= Etienne Raapoto =

Etienne Raapoto (born 19 March 1951) is a French Polynesian journalist and television presenter who presented the news in Reo Tahiti on Polynésie la 1ère for nearly 40 years. He is the son of former Maohi Protestant Church president Samuel Raapoto and the brother of academic Jean-Marius Raapoto and linguist Turo Raapoto.

Raapoto was born in Papeete and educated at Charles Viénot school. He then studied teaching and theology in France and Switzerland. Returning to French Polynesia, he trained education staff for the Protestant Church, and ran a youth center in Pirae while studying Reo Tahiti with Maco Tevane.

In 1983 he joined Polynésie la 1ère (then known as RFO) as its first bilingual journalist. In 1984, he presented the first news program in Tahitian.
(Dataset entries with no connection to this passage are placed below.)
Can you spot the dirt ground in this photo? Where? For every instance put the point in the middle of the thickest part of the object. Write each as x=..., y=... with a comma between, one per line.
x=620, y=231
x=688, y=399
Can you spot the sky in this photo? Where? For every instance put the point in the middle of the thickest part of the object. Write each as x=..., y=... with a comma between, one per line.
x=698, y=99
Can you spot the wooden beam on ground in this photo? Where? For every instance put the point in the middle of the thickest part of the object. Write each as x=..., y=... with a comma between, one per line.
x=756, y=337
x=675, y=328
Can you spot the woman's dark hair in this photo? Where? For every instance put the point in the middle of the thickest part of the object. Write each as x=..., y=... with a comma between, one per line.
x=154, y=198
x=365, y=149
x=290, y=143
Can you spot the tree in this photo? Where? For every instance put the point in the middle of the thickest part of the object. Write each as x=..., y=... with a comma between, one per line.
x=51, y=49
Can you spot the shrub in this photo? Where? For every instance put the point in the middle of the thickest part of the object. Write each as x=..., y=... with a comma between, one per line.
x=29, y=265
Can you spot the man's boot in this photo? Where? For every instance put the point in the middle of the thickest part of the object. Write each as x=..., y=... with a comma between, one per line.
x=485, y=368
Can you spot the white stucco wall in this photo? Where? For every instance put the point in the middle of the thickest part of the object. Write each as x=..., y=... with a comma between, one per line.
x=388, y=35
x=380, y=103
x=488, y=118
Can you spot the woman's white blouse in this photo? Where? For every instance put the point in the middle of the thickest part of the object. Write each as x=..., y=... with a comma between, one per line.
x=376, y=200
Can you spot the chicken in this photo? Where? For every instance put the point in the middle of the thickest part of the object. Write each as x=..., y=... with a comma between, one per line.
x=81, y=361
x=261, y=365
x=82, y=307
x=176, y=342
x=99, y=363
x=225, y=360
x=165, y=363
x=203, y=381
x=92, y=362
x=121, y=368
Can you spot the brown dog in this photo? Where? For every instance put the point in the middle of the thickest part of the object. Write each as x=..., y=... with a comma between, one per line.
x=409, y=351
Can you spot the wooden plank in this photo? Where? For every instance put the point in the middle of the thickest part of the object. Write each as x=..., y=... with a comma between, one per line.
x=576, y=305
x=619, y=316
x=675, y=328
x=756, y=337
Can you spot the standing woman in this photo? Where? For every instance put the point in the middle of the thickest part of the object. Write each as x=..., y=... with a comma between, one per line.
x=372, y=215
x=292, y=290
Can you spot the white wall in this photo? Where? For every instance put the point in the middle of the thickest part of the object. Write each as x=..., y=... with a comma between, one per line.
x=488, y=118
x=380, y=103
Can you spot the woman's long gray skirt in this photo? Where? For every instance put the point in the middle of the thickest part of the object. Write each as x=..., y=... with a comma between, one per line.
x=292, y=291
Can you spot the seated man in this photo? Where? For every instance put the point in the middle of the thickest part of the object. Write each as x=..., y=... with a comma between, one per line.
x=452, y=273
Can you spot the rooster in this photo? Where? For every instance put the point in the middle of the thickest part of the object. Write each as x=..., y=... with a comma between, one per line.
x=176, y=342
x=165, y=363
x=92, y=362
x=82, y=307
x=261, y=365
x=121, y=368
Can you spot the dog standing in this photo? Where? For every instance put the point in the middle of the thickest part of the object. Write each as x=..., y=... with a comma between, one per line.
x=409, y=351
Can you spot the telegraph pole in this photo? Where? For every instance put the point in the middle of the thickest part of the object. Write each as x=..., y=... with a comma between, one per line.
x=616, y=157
During his career with Polynésie la 1ère he contributed to the creation of Polynesian-focused and Reo Tahiti content, including the television programs Haumanava, Ha'amana'o na, Fare Ma'ohi and Tahi, Rua, Toru. He retired in April 2016, making his last news broadcast on Polynésie la 1ère on 7 April.

Following his retirement he was part of the team which translated the Disney film Moana into Reo Tahiti.

In June 2020, he was made a knight of the Order of Tahiti Nui.